元世祖至元元年(1264),置行省于北京(今内蒙古宁城西大名城),称北京行省。六年,立行省于东京(今辽宁辽阳),此后或称行省,或称宣慰司,治所亦有迁徙。至元二十四年,宗王乃颜叛,辽东西震动。十月,范文虎上言:“豪、懿(二州在今辽宁阜新市东北部)、东京等处,人心未安,宜立省以抚绥之。”遂立辽阳等处行尚书省,后改为行中书省。行省治辽阳,辖境包括今辽宁、吉林、黑龙江三省,内蒙古部分地区及黑龙江以北、乌苏里江以东之地。

行省初建,设省臣平章政事二人,右丞、左丞各一人,参知政事二人,回回省臣只有阿老瓦丁为参知政事。
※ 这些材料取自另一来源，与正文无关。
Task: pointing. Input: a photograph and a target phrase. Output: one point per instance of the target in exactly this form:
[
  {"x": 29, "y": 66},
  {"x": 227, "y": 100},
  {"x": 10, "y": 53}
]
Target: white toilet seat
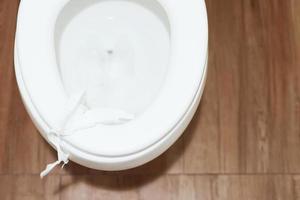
[{"x": 44, "y": 95}]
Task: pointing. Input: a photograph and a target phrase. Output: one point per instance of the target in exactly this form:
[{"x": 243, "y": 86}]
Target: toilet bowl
[{"x": 111, "y": 84}]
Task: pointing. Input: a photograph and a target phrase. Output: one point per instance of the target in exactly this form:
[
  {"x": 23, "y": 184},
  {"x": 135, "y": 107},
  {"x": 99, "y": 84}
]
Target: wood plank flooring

此前,阿老瓦丁可能以北京宣慰使升任为行省参政,其后经历不详⑥。

另一省臣阿散(合散)是仁宗朝的中书省左丞相,前已叙及。至元二十九年六月,“大宁路惠州(今内蒙古宁城西南)连年旱涝,加以役繁,民饿死者五百人,诏给钞二千锭及粮一月赈之,仍遣使责辽阳省臣阿散。”阿散第一次出现在政治舞台上,就受到谴责,似乎是不祥之兆,预示他二十八年后将遭到杀身之祸的冤案!此时的行省平章是薛阇干,应负全省民政之责,何以将灾荒饿死人口之责诿之只任左丞(见下)的阿散?是否阿散专责是管理救灾赈济的工作?皆不得而知。可知者是,阿散并未因此次受责而影响其官位与工作。成宗元贞元年(1295)七月,“立肇州(今属黑龙江省)屯田万户府,以辽阳行省左丞阿散领其事”。说明他有领导军事屯田的能力,对当地的农业生产作出了一定贡献。此后历任河南行省平章、中书平章。大德十一年(1307)武宗即位后,他又被调出为辽阳行省平章(称合散),至大二年(1309)十月,合散以辽阳平章任中书左丞相,仍为行省平章政事。至大四年十一月,仁宗又把他从辽阳行省调入为中书省平章政事,历升为左丞相、右丞相,备受信任。仁宗死后,形势急转直下,合散竟以“谋逆”罪被害!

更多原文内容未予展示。